Pasteur’s contemporary and friend, the physiologist Claude Bernard (1813-1878), argued instead for the importance of balance in the body’s internal environment – what he called le milieu intérieur. “The constancy of the interior environment is the condition for a free and independent life.” Bernard thought that the body becomes susceptible to infectious agents only if the internal balance – or homeostasis as we now call it – is disturbed. After all, there are billions of microbes and bacteria inhabiting our guts, our blood, our whole body. Why do we sometimes sicken from them, sometimes not? When a bacterial or viral agent is “going around,” as we say, why do some people sicken and others remain healthy ?

There is an apocryphal story that Pasteur renounced his germ theory on his death-bed, saying that “Bernard is right. The microbe is nothing. The environment is everything.” The renowned 20th century French-American microbiologist René Dubos (1901-1982) agreed with Bernard’s principle: “Most microbial diseases are caused by organisms present in the body of a normal individual. They become the cause of disease when a disturbance arises which upsets the equilibrium of the body.”
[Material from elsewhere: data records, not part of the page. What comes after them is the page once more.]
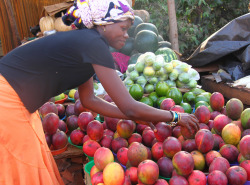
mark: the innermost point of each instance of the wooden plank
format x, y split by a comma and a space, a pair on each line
209, 84
71, 152
173, 32
207, 68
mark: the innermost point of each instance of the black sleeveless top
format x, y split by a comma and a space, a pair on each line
53, 64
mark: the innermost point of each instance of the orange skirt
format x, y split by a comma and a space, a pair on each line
25, 158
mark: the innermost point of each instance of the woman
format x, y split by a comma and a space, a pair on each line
35, 72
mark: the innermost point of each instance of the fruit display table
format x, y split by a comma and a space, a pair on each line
209, 84
70, 164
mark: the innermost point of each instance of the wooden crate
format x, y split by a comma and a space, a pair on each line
209, 84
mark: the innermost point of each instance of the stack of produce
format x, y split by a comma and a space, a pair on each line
124, 151
143, 37
54, 128
155, 77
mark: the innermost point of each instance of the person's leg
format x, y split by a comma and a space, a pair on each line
25, 157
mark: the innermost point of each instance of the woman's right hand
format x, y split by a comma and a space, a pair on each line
189, 121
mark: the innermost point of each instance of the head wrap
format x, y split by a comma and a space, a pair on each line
87, 13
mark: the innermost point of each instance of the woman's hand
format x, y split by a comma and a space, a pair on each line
189, 121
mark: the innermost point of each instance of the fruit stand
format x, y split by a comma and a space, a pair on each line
93, 149
114, 151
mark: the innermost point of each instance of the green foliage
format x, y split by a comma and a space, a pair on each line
197, 19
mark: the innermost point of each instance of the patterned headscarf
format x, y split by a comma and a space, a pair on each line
87, 13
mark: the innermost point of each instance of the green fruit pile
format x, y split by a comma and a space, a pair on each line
159, 71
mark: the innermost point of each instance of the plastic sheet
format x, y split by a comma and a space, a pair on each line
229, 46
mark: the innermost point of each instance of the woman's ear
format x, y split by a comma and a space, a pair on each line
101, 29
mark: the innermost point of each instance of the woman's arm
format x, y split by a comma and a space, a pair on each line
126, 107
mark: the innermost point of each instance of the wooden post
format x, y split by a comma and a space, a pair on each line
173, 32
12, 39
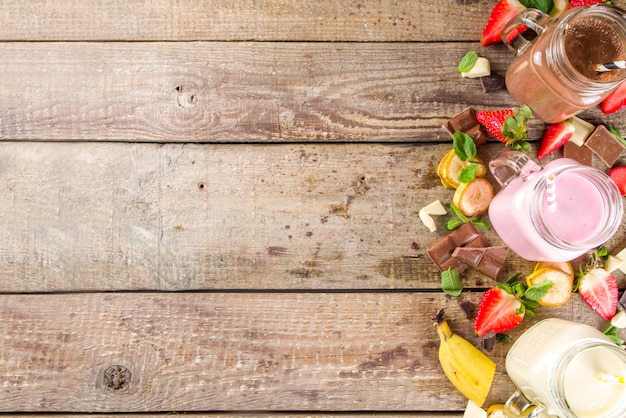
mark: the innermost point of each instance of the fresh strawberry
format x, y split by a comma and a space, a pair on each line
618, 174
504, 306
497, 312
555, 137
598, 288
579, 3
507, 125
615, 101
501, 14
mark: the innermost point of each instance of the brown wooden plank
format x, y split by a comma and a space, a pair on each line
225, 92
115, 216
184, 20
237, 351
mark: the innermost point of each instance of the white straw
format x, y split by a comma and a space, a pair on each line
551, 191
608, 378
609, 66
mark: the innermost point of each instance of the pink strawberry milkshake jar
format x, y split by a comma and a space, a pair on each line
555, 212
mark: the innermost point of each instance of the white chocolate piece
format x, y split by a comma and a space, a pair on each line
582, 130
472, 410
433, 208
482, 68
613, 263
619, 320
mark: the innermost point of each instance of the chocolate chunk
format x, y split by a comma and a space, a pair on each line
581, 154
492, 82
465, 121
487, 260
467, 235
605, 145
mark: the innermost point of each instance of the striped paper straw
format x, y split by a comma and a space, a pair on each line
609, 66
551, 191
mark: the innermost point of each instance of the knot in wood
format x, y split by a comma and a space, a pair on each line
116, 378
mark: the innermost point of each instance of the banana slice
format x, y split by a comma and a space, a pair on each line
561, 289
473, 198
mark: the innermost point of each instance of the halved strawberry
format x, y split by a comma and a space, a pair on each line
498, 311
507, 125
598, 288
579, 3
615, 101
501, 14
618, 174
555, 137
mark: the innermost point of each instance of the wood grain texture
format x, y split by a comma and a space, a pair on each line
237, 351
242, 20
241, 92
114, 216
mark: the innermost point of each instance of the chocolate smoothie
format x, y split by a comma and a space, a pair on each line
555, 75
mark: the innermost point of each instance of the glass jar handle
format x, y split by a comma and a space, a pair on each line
519, 406
511, 164
512, 33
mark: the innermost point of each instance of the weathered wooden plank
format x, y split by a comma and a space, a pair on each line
236, 351
116, 216
267, 20
239, 92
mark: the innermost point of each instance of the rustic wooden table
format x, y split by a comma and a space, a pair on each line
217, 199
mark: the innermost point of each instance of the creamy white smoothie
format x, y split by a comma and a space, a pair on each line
571, 369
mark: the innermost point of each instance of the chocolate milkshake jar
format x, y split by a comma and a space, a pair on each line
555, 73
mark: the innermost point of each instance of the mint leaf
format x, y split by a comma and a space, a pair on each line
451, 282
543, 5
539, 290
481, 223
468, 173
464, 146
467, 62
611, 332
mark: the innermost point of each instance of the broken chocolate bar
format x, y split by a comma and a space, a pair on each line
492, 82
578, 153
467, 235
465, 121
487, 260
605, 145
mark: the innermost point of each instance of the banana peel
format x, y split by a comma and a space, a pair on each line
465, 366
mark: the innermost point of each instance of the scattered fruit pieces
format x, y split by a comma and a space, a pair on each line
561, 289
613, 263
615, 101
582, 130
474, 197
555, 137
618, 174
496, 411
474, 411
598, 288
507, 125
451, 166
583, 3
498, 311
501, 14
504, 306
619, 320
482, 68
433, 208
467, 368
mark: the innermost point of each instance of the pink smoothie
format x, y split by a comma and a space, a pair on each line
577, 215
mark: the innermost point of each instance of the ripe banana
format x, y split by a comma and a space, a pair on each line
467, 368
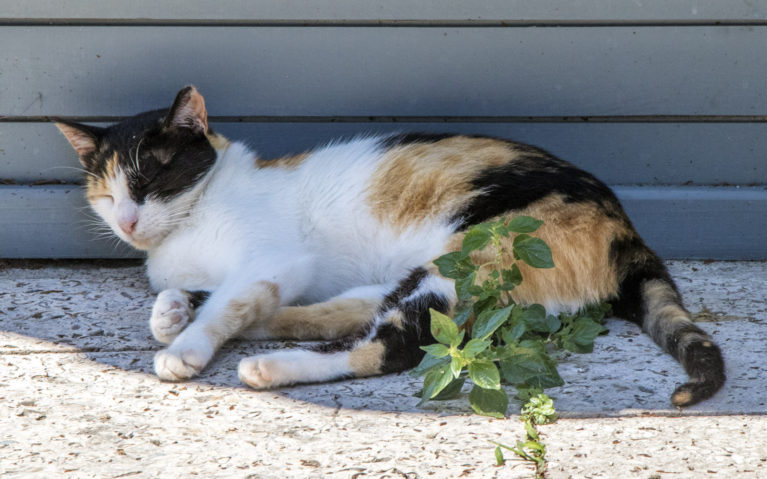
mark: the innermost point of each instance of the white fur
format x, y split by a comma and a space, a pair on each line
307, 230
288, 367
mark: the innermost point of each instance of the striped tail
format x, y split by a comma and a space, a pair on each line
388, 343
649, 297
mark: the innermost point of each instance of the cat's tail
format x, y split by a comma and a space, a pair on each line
649, 297
388, 343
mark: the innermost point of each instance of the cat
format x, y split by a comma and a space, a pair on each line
338, 243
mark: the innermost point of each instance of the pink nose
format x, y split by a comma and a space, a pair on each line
128, 224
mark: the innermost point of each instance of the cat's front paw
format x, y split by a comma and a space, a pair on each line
261, 372
174, 364
170, 315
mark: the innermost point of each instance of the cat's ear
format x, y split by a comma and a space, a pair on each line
83, 138
188, 111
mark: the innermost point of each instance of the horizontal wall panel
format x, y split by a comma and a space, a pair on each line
699, 222
385, 9
618, 153
338, 71
678, 222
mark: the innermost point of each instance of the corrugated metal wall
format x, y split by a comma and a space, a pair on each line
666, 101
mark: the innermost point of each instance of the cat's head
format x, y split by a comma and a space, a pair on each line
141, 173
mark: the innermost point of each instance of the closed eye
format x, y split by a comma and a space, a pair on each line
99, 198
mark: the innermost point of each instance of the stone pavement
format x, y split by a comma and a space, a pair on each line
78, 398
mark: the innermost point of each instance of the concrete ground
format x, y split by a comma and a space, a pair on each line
78, 398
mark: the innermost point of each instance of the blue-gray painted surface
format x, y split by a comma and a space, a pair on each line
651, 95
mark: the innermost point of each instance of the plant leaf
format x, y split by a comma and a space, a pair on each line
428, 362
488, 321
533, 251
454, 265
437, 350
456, 365
475, 240
524, 224
435, 381
475, 346
534, 317
443, 328
529, 364
511, 277
451, 391
489, 402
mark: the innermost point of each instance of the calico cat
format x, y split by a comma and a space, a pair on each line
338, 243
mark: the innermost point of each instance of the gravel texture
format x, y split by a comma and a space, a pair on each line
78, 397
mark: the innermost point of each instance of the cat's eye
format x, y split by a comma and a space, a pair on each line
101, 198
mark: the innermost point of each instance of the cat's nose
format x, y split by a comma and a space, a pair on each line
127, 217
128, 224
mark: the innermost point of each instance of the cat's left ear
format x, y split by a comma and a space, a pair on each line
188, 111
83, 138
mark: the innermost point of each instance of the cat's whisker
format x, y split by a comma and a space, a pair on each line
81, 170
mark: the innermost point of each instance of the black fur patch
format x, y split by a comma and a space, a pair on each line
403, 139
160, 162
402, 349
672, 339
532, 177
635, 264
403, 290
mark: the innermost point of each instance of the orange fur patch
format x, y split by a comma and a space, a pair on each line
96, 187
367, 360
217, 141
420, 182
579, 236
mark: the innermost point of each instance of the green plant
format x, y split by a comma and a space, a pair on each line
509, 343
539, 409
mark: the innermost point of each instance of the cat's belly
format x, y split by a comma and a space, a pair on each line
378, 256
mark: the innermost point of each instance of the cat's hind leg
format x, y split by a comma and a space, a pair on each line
388, 343
340, 316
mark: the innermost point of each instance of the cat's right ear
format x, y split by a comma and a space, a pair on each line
83, 138
188, 111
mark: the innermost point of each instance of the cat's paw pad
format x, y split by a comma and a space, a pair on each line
170, 315
262, 372
177, 366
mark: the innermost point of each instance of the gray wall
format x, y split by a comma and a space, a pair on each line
666, 101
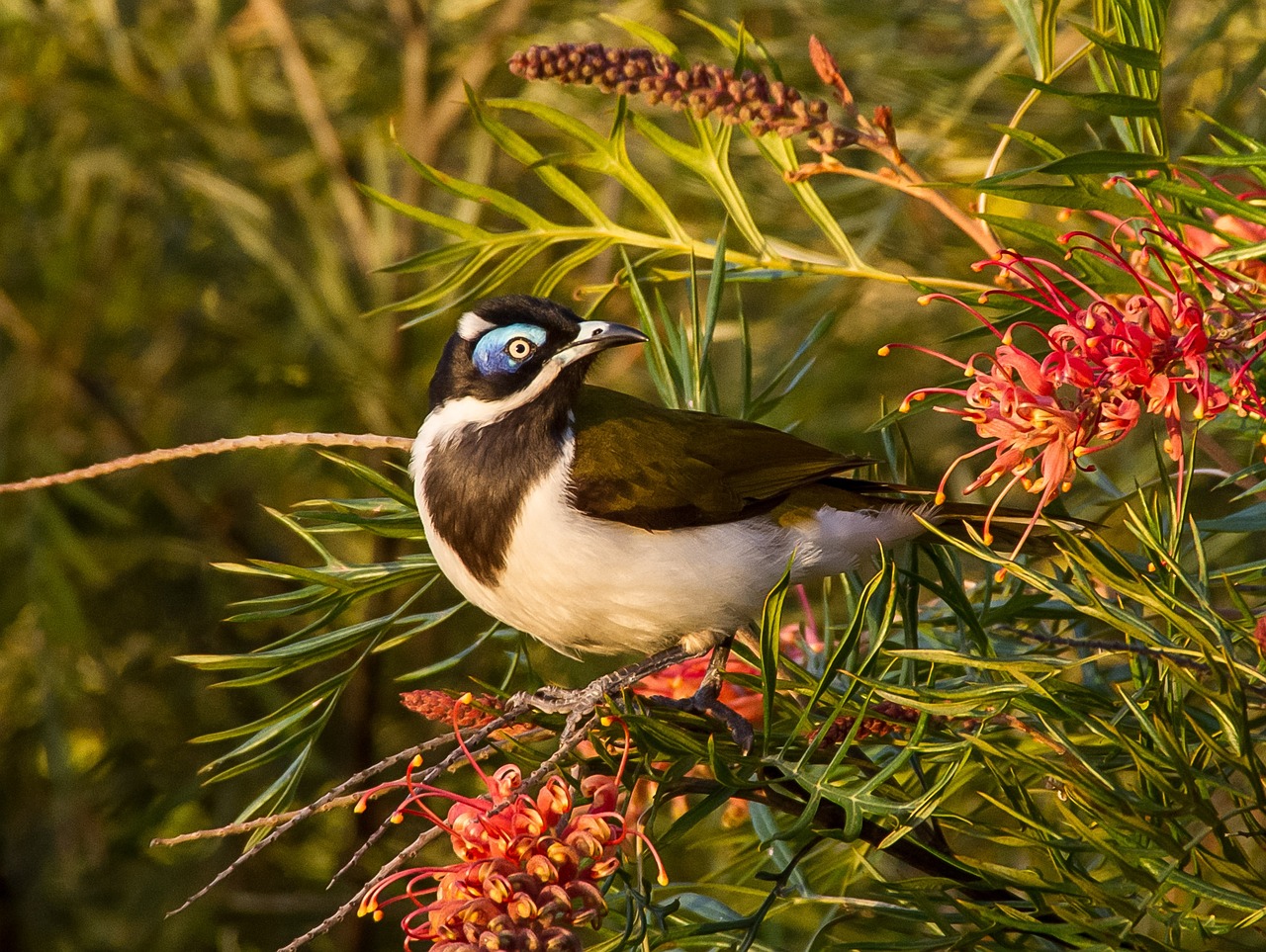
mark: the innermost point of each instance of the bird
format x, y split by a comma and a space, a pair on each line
599, 523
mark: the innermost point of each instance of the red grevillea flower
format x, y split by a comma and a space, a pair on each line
682, 679
1107, 360
528, 867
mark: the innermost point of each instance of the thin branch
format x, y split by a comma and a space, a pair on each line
312, 108
367, 441
450, 105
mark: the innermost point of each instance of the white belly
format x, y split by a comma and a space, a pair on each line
586, 585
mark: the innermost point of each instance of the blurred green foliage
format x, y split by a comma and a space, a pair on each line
184, 256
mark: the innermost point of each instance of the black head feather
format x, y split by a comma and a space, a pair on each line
457, 374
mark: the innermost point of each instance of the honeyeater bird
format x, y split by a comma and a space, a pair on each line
604, 524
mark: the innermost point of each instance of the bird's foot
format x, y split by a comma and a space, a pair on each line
706, 702
706, 699
580, 705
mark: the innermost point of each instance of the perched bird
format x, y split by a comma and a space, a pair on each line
600, 523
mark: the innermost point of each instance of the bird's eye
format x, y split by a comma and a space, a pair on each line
519, 348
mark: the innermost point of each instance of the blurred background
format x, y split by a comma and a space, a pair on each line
184, 256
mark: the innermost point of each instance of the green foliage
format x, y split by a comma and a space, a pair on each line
1072, 752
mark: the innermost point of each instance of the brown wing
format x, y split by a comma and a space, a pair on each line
660, 469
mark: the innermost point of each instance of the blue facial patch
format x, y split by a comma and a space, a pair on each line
504, 350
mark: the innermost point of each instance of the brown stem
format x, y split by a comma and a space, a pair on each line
312, 108
266, 441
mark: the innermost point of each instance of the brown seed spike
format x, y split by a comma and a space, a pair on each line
884, 123
828, 71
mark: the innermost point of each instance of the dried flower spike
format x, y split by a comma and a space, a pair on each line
745, 99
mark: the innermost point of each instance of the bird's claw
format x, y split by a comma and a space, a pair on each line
706, 702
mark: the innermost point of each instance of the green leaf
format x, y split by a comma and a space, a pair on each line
1103, 161
1036, 45
771, 624
1102, 103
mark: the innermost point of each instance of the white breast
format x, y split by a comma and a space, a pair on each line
587, 585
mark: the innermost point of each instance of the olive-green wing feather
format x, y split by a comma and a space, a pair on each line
660, 469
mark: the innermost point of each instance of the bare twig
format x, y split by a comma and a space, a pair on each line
312, 108
369, 441
450, 105
235, 829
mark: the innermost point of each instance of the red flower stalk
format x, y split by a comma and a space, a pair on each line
1108, 360
528, 867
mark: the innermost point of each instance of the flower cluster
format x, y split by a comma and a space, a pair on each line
1104, 361
703, 89
528, 867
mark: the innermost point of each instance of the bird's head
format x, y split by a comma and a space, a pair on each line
511, 350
Today, Pasteur’s germ theory of disease provides the rationale for the pharmaceutical industry’s billions of dollars research and sales programs for ever more potent anti-bacterial and anti-viral drugs, the use of these antibiotics as a feed-additive in the disease-prone, overcrowded environments of industrial farming – with the predictable consequence that bacterial evolution is out-stripping the discovery rate of effective antidotes.

The Bernard/Dubos theory that health and resilience is a function of homeostatic balance in the internal environment is reflected in the growing influence of the ancient medical systems of India and China, as well as the field of functional and integrative medicine.